La pandémie nous a remis sans ménagement face à cela. Dans un mode moderne où nous nous pensions protégés par la Science des pestes noires du moyen-âge, nous avons été brutalement ramenés à notre ignorance et forcés à l'humilité. Depuis maintenant deux ans, nous ne sommes toujours pas venus à bout du Coronavirus, en dépit de l'implication des chercheurs du monde entier, du dévouement du personnel soignant et des précautions que nous prenons quotidiennement. Et alors que nous nous apprêtons à passer un deuxième Noël dans ces conditions, force est de reconnaître que nous ne savons pas.
Pourtant, même les scientifiques reconnaissent que pour une réponse à une question, il s'en pose dix, cent nouvelles. Ce qu'exprimait ainsi l'un des plus grands d'entre eux :
"Nous puisons l'eau de l'océan avec une coquille"
(Isaac Newton)
Je n'ai pas l'habitude de convoquer la physique quantique dans mes propos. C'est le domaine de l'infiniment petit , où le comportement des particules est si contraire à ce que nous observons à notre échelle que ça en paraît au choix magique ou farfelu, ce qui permet de soutenir à peu près n'importe quelle position sans ... savoir ;-)
Pourtant, l'un des principes fondamentaux de la physique quantique nous apprend que l'incertitude, ou plus précisément l'indétermination, est au cœur même de la matière. Werner Heinsenberg, prix Nobel de physique 1933, nous dit en effet que : “Plus on connaît avec précision la position d'une particule, moins on connaît sa vitesse, et vice versa.”

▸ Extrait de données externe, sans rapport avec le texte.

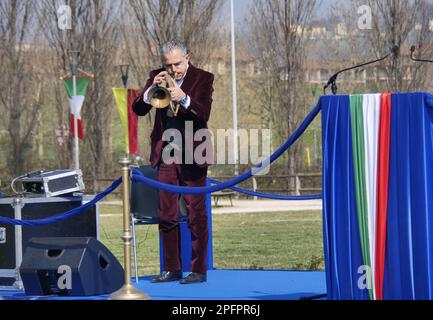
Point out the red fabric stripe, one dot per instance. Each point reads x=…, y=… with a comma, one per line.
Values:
x=80, y=128
x=132, y=122
x=382, y=190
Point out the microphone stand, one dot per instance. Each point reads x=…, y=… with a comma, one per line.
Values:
x=333, y=80
x=412, y=50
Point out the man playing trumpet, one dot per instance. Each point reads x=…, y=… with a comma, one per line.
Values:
x=191, y=100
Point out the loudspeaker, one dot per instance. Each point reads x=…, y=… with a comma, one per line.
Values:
x=69, y=267
x=145, y=199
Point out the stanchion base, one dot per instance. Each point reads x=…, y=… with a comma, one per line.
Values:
x=128, y=292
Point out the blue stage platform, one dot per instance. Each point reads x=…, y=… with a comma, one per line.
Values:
x=221, y=285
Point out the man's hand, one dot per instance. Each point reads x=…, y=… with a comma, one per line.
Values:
x=159, y=78
x=176, y=93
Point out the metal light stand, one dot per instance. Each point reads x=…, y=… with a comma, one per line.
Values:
x=128, y=291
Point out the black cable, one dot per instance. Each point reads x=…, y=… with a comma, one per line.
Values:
x=412, y=50
x=333, y=80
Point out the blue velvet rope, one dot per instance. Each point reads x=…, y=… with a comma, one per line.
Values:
x=270, y=196
x=138, y=176
x=69, y=214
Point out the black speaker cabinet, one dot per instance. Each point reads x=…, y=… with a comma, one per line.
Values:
x=145, y=199
x=69, y=267
x=14, y=239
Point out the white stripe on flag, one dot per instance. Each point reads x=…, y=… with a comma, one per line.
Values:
x=371, y=115
x=76, y=103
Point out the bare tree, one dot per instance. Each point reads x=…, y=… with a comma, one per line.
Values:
x=279, y=41
x=394, y=23
x=146, y=24
x=95, y=34
x=21, y=93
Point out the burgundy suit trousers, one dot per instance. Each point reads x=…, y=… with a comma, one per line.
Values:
x=183, y=175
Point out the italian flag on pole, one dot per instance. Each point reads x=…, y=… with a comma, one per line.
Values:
x=76, y=101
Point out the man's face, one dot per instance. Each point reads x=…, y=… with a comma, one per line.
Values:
x=176, y=64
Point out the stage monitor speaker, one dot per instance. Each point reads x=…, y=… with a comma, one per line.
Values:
x=145, y=199
x=80, y=266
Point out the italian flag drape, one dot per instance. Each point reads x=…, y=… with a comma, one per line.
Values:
x=76, y=101
x=124, y=99
x=370, y=117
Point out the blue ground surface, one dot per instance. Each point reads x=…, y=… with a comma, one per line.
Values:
x=221, y=285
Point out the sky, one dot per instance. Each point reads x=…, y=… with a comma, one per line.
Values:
x=241, y=6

Ce n'est pas une question de précision des instruments de mesures ou d'habileté de l'opérateur, c'est un principe, donc quelque chose d'inhérent à la réalité.

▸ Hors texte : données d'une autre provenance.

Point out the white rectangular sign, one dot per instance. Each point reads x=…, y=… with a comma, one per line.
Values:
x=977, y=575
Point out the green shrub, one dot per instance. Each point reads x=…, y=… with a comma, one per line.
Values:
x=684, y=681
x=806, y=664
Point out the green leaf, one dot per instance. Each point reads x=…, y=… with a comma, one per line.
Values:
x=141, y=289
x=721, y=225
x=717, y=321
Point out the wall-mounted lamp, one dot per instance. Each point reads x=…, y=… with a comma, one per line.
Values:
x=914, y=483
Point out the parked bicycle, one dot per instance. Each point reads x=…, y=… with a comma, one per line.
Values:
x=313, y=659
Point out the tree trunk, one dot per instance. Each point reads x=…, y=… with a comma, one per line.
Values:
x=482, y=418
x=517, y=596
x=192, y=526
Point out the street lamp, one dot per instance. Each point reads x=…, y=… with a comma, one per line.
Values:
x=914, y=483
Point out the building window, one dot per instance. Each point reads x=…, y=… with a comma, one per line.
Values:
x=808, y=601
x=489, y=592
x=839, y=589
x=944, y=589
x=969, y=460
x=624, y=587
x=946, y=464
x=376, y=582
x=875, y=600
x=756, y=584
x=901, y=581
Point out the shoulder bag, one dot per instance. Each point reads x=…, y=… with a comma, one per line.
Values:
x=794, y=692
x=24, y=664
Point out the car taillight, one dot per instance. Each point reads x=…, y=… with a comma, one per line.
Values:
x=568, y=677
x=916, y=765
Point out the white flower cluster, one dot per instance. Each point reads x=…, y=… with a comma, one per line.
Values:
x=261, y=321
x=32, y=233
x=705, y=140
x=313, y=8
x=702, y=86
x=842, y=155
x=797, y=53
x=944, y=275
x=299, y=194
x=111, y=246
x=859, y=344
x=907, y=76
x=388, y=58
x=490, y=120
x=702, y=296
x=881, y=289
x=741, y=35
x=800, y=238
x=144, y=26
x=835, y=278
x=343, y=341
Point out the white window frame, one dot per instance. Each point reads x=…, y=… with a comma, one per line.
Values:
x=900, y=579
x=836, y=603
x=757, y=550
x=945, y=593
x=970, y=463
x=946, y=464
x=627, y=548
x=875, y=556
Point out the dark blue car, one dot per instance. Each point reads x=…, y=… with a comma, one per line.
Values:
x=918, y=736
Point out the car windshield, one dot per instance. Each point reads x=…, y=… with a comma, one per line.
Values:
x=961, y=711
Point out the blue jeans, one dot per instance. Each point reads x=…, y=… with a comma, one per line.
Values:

Suite à l'énoncé d'Heisenberg, Albert Einstein disait pour sa part que c'était comme si le sol se dérobait sous nos pieds sans aucun point solide pour construire des fondations.
En clair, nous revenons à la citation liminaire de Socrate : nous savons que nous ne savons pas!
Nous n'avons donc pas le choix. Ne pas savoir n'est pas une défaillance, c'est une condition même pas humaine, mais universelle.
Oui, c'est parfois inconfortable. Oui, cela ne nous empêche pas, et ne doit pas nous empêcher de chercher à savoir. Ce qu'on découvrira nous aidera toujours à nous sentir mieux. Pour autant, il faut s'y faire : il y aura toujours quelque chose que nous ne savons pas, refuser cela serait illusoire et nous ferait dépenser de l'énergie en pure perte tout en nourrissant nos angoisses. L'accepter est un art, l'art d'accueillir ce qui vient au moment où cela vient, comme un surfeur sur la vague.
Il y a sans doute bien des manières de surfer sur la vague de l'Inconnu. Pour ma part, vous vous doutez que c'est la méditation et l'attitude d'acceptation sans jugement de ce qui survient instant après instant qui m'y aide. Je ne sais pas? Et alors?
Je ne sais pas si et quand nous sortirons de cette pandémie.
Je ne sais pas si j'en sortirai indemne, même si je suis vacciné.
Je ne sais pas si j'ai raison de l'avoir fait, j'ai simplement écouté mon intuition et décidé de faire confiance à la Science dans une proportion qui me semblait raisonnable.
Je ne sais rien de tout ça, non, mais je sais une chose, c'est que je vous souhaite en dépit des incertitudes de passer d'excellentes fêtes de fin d'année, et si je peux y contribuer ne serait-ce qu'un peu par mes propos, alors j'en serais heureux.
A très bientôt, en pleine conscience bien sûr.